Kenneth L. Lapham (1944/09/29)
The Marines learned a lesson in what not to do at Peleliu; however, for Ken Lapham it was a costly lesson.
Kenneth Lloyd Lapham was born on December 29, 1922, in Yuma Arizona, to Mr. and Mrs. Ralph Lapham. No further information is available regarding his family and early life. The Laphams moved to Watsonville in 1939, where Ken worked at the O. O. Eaton lettuce shed.
In January 1942, Lapham enlisted in the US Marine Corps and was sent to San Diego for his basic and school-of-infantry training. He was assigned to the 1st Marine Division and fought with them throughout the Pacific. He was then sent to Peleliu.
“[Peleliu was] The site of an important Japanese air base during World War II. Some American war planners viewed the Palaus Island chain as a stepping-stone on the way back to the Philippines; others thought it should be bypassed. The decision was made in mid-1944 to seize three of the southern Palaus. First to be invaded was Peleliu. The US First Marine Division, under Gen. William H. Rupertus, landed early on 15 September 1944. The 10,000-strong Japanese force, strongly entrenched in the island's central ridge system, fought back stubbornly. It took over two months and the addition of an entire regiment to subdue the last Japanese defenders. While nearly 2,000 Americans died in taking Peleliu, some questioned its value. Airfields on Peleliu, it was discovered, could not support the Philippine invasion in the manner expected.”

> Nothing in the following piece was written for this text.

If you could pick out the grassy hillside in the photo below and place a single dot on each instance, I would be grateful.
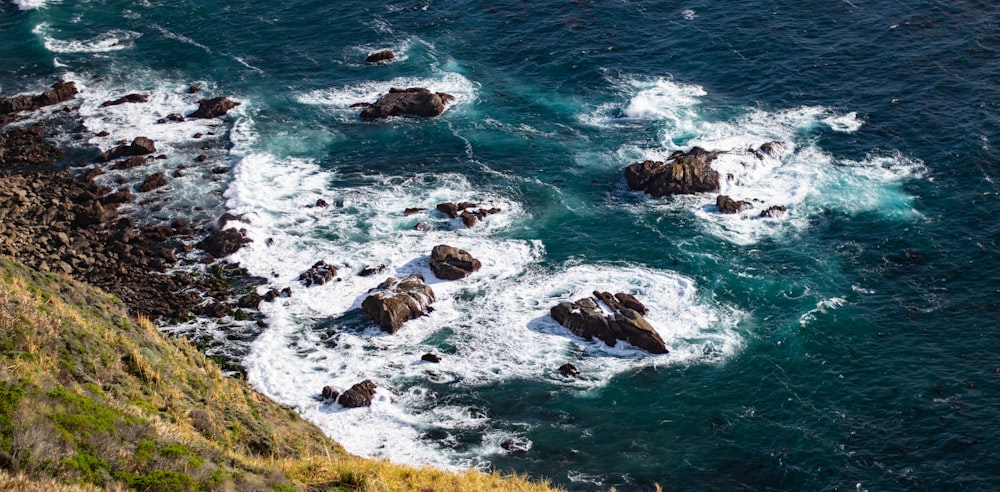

Lapham wrote home to his parents earlier saying that he had encountered some, "pretty close calls." Later he was not so lucky. On September 29, 1944, Private First Class Kenneth Lloyd Lapham died from the wounds that he had received at Peleliu.
The remains of Kenneth Lapham were returned and buried in the Golden Gate National Cemetery at San Bruno, California, in 1948.